Digital archives - solving the issue of de-abstracting history?

 For the past years I have taught alot of history, ranging from large oversights to supervising thesis work. In the first part of teaching I early on realised that my background as an archivist would work to be a benefit, but it's first during the latest year I have actually developed a method for including primary sources fluently in my teaching. The perhaps hardest part of teaching large global history courses is that partly what to view as most important, and in many cases the course curriculums states both the need to learn about important actors, but also social structures. Since these courses also cover the development in vast geographic areas, it is also hard to actually give the students a way to make their work concrete. And in is here that digital archives many times have come to my rescue. 

Starting with the obvious form of source critique, digital archives should never be the historians sole source of information if we have to do with transcribed material. Humans will always error when copying, and furthermore digital archives often contains editions of archival material. It is only through actually working with primary sources in their structured containers we truly can grasp their context and make sure that my interpretation does not includes rests of the archivists. However, teaching actually works quite differently. The aim of incoorparting sources of history in teaching is not teach the students how to actually conduct historical work, but rather both how historians in theory work and how the material from the course literature can be understood through remanents of the past. 

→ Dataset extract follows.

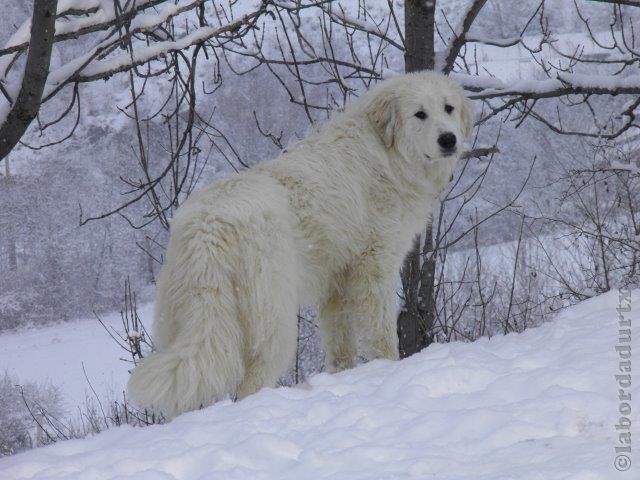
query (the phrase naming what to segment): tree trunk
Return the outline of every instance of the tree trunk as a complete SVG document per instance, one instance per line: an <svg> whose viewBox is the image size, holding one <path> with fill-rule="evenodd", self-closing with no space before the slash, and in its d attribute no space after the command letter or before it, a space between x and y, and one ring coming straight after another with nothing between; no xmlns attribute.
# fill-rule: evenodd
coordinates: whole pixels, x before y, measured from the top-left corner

In my teaching on antiquity I had the pleasure of teaching the social structures of germanic tribes during the first century after our own time. I could have spent ten minutes talking about how the age of marriage unlike in the roman world was quite high and how family relationships played a large part. In part I did just that for the first five minutes of my lecture, but I also in-corporated the works of roman writer Tacticus, whose works is quite accesible online and in detail told the story of how the german tribes organized their society. What I did then was quite simple:

I took Tacticus text on family relations from the web, pulled it through chatGPT and edited the language until it was satisfactory in Swedish. Then I presented the except on a powerpoint with questions on how Tacticus viewed the germanic tribes, which were largely the same description as utilized in the course literature. From there I asked my students to discuss some aspects of the source with questions derrived from the literature. 

Tacticus Germania in it's original form.
Hardly something you'd put in the hand of
undergraduate students. 

What I hoped to achieve with this excerise was two-foldth. Firstly, it enabled given the students a clear real life example of how the germanic tribes arranged their society. Secondly, I was both open about Tacticus being a roman (and therefore writing from a roman perspective) as well as how I had processed the source into being readable in Swedish, thereby enabling a form of source and text critique. This is a excerise I have utilized quite frequently but I am often suprised by the result, where students often feel that their understanding goes from the abstract to the concrete. 

Drawing inspiration from a conference I visited some months ago, the history profession is undergoing a transformation. This transformation can be seen as historians leaving the archives (to put it to the extreme) and instead focusing on questions of how history is utilized in society. To some extent, this explained by the archival sector as the result of historians being afraid of archives. They are hard to handle, and the records they contain often hard to read. By working this way my aim is to de-dramatize the fear of the archive, and instead show it's possibilities, thereby keeping my own trades traditions alive. Hopefully, this and the digital turn might enable a re-discovery of the archive, similar to that of von Rankes writing in the mid of the 19th century which created history as a academic discipline.